Of one person more I must speak, who has played a part in this family history. The melancholy Spicca still lives his lonely life in the midst of the social world. He affects to be a little old-fashioned in his dress. His tall thin body stoops ominously and his cadaverous face is more grave and ascetic than ever. He is said to have been suffering from a mortal disease these fifteen years, but still he goes everywhere, reads everything and knows every one. He is between sixty and seventy years old, but no one knows his precise age. The foils he once used so well hang untouched and rusty above his fireplace, but his reputation survives the lost strength of his supple wrist, and there are few in Rome, brave men or hairbrained youths, who would willingly anger him even now.
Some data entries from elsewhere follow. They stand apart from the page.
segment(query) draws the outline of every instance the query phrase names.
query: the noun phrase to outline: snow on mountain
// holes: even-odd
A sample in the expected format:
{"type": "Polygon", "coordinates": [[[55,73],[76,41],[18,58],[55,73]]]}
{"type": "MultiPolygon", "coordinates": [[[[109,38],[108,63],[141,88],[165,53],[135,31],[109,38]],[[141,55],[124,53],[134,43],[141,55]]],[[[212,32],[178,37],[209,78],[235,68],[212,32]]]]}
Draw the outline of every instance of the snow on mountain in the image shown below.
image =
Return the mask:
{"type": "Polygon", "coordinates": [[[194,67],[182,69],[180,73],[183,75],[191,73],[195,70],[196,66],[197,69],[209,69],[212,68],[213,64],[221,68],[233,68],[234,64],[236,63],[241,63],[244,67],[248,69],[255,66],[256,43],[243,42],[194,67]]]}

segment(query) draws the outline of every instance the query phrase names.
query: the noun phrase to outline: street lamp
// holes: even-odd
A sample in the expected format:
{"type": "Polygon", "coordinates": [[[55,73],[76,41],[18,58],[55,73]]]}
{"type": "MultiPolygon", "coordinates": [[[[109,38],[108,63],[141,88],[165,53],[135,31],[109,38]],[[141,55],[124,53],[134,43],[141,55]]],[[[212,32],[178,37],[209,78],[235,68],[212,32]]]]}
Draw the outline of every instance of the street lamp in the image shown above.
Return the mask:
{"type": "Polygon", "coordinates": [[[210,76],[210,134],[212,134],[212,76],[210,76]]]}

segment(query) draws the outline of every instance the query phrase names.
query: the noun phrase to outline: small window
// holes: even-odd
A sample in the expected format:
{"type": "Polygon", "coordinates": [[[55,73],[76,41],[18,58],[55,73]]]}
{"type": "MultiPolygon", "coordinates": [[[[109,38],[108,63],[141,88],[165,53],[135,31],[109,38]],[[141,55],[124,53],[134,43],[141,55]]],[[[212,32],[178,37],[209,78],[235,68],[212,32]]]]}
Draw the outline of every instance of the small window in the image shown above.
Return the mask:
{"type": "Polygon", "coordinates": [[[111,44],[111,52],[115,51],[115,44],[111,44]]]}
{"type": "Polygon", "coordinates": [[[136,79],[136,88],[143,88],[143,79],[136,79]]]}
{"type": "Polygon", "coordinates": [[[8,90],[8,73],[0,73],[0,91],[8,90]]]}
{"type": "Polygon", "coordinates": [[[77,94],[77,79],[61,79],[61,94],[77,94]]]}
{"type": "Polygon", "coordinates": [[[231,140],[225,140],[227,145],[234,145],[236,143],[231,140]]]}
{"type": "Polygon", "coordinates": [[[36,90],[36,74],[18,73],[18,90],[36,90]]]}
He is still the great duellist of his day; the emaciated fingers might still find their old grip upon a sword hilt, the long, listless arm might perhaps once more shoot out with lightning speed, the dull eye might once again light up at the clash of steel. Peaceable, charitable when none are at hand to see him give, gravely gentle now in manner, Count Spicca is thought dangerous still. But he is indeed very lonely in his old age, and if the truth be told his fortune seems to have suffered sadly of late years, so that he rarely leaves Rome, even in the hot summer, and it is very long since he spent six weeks in Paris or risked a handful of gold at Monte Carlo. Yet his life is not over, and he has still a part to play, for his own sake and for the sake of another, as shall soon appear more clearly.


CHAPTER II.

Orsino Saracinesca's education was almost completed. It had been of the modern kind, for his father had early recognised that it would be a disadvantage to the young man in after life if he did not follow the course of study and pass the examinations required of every Italian subject who wishes to hold office in his own country. Accordingly, though he had not been sent to public schools, Orsino had been regularly entered since his childhood for the public examinations and had passed them all in due order, with great difficulty and indifferent credit. After this preliminary work he had been at an English University for four terms, not with any view to his obtaining a degree after completing the necessary residence, but in order that he might perfect himself in the English language, associate with young men of his own age and social standing, though of different nationality, and acquire that final polish which is so highly valued in the human furniture of society's temples.